Nonprofit Statement of Functional Expenses Allocation Methods, by Sherri Rose, Nonprofit Auditor
If you are a nonprofit organization in North Carolina you may be required to prepare a statement of functional expenses. The statement of functional expenses is not required for every non-profit organization; however, it is commonly included in the financial statements. Only voluntary health and welfare organizations are required to include a statement of functional expenses. Certain Grants may include language requiring expenses to be reported by functional classification. As a nonprofit auditor, I have seen several North Carolina nonprofits require this when they distribute pass-through funds or issue funds to a subrecipient.
Generally, management of the nonprofit is concerned with the accounting of expenses in their natural classification such as payroll, repairs and maintenance, occupancy, etc. Grantors and Donors are generally interested in the functional classifications. They want to see how much a particular program they support cost and the ratio compared to supporting expenses.
The statement of functional expenses reports expenses according to function. This is different than how the expenses are normal accounted for in the general ledger. Nonprofit organizations account for the expense disbursements on a natural classification like a for profit business. When reporting expenses on a functional basis, the basic classifications are program services and administrative and support services. There may also be a classification for fundraising. Program service expenses are the expenses directly and indirectly incurred to provide the service and fulfill the organization’s mission.

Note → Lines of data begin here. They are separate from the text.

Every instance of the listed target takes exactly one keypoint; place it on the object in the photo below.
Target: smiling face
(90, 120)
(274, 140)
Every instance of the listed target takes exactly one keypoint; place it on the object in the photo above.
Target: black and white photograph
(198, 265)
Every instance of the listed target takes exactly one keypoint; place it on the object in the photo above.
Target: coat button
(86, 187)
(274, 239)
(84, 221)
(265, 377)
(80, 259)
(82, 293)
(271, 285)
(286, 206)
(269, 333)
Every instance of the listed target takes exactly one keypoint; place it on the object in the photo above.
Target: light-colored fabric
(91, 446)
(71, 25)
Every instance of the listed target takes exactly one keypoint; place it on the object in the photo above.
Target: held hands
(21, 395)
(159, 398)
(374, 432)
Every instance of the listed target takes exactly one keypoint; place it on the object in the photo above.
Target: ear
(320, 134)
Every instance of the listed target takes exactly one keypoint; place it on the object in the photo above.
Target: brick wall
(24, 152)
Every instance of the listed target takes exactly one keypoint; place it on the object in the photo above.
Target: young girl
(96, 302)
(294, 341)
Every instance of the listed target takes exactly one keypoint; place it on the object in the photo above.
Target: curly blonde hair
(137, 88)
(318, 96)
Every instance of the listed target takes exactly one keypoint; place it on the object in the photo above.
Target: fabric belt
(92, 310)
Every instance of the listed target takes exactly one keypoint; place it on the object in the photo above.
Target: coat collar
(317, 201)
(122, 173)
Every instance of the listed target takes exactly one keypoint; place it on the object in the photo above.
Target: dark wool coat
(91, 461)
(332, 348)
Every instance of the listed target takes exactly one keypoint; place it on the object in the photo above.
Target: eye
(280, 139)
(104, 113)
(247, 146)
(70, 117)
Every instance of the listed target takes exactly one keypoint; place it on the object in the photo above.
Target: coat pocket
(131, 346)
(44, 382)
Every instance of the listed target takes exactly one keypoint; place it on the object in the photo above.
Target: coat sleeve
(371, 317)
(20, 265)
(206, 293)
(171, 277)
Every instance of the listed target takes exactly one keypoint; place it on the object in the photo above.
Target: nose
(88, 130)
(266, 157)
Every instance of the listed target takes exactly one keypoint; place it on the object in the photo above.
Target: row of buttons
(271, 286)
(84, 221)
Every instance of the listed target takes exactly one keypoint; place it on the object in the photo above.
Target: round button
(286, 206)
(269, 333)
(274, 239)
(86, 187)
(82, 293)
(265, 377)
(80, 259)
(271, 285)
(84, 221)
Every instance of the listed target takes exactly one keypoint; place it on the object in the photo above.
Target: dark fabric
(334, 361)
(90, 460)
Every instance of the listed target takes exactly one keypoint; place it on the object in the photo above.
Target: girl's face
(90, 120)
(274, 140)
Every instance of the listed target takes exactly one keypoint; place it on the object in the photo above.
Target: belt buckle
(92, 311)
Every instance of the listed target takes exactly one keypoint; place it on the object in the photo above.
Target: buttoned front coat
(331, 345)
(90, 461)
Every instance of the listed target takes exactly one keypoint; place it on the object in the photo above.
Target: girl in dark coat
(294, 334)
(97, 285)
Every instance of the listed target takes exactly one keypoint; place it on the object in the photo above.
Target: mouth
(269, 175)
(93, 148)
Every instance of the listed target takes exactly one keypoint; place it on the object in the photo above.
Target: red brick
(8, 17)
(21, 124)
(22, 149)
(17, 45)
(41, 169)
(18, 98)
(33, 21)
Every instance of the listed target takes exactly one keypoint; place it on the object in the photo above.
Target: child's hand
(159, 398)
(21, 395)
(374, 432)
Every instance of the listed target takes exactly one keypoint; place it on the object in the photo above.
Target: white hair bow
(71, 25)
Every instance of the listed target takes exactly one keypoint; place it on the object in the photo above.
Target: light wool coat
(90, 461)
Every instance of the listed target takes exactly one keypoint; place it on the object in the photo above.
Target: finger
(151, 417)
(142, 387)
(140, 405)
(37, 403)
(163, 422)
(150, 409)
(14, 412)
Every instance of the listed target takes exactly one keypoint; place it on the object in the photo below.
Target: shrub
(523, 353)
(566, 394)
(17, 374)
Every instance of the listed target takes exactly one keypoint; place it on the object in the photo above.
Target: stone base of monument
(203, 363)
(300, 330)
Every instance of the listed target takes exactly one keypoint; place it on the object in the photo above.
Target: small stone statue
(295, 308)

Expenses cannot always be directly matched to a specific program activity, grant, or contract. These types of expenses are considered indirect expenses and must be allocated across the programs applicable including administrative services. The allocation method chosen should consistent and reasonable producing meaningful results. It should be evaluated on a periodic basis to ensure it remains relevant and appropriate. Some examples of indirect cost allocation methods I have seen as a nonprofit auditor performing audits of nonprofits in North Carolina include allocations based on employee’s time spent on various programs, square footage of building used to fulfill programs purpose, actual usage of supplies/telephone/equipment, and percentage of direct cost.
Once an allocation methodology has been decided, the organization should maintain documentation supporting the methodology, any calculation’s used to do the allocation and the basis of the calculations (for example study of timesheets, square footage of shared building with each functional in the building, etc.), support for the original transactions that are being allocated.
Finally, consider internal controls over the allocation process. This may include documentation that describes the organizations activities by function, budgets, chart of account instructions for charging disbursements to a particular program or grant. Management would then review the budget to actual expenditures, distribution of expenses and cost allocation.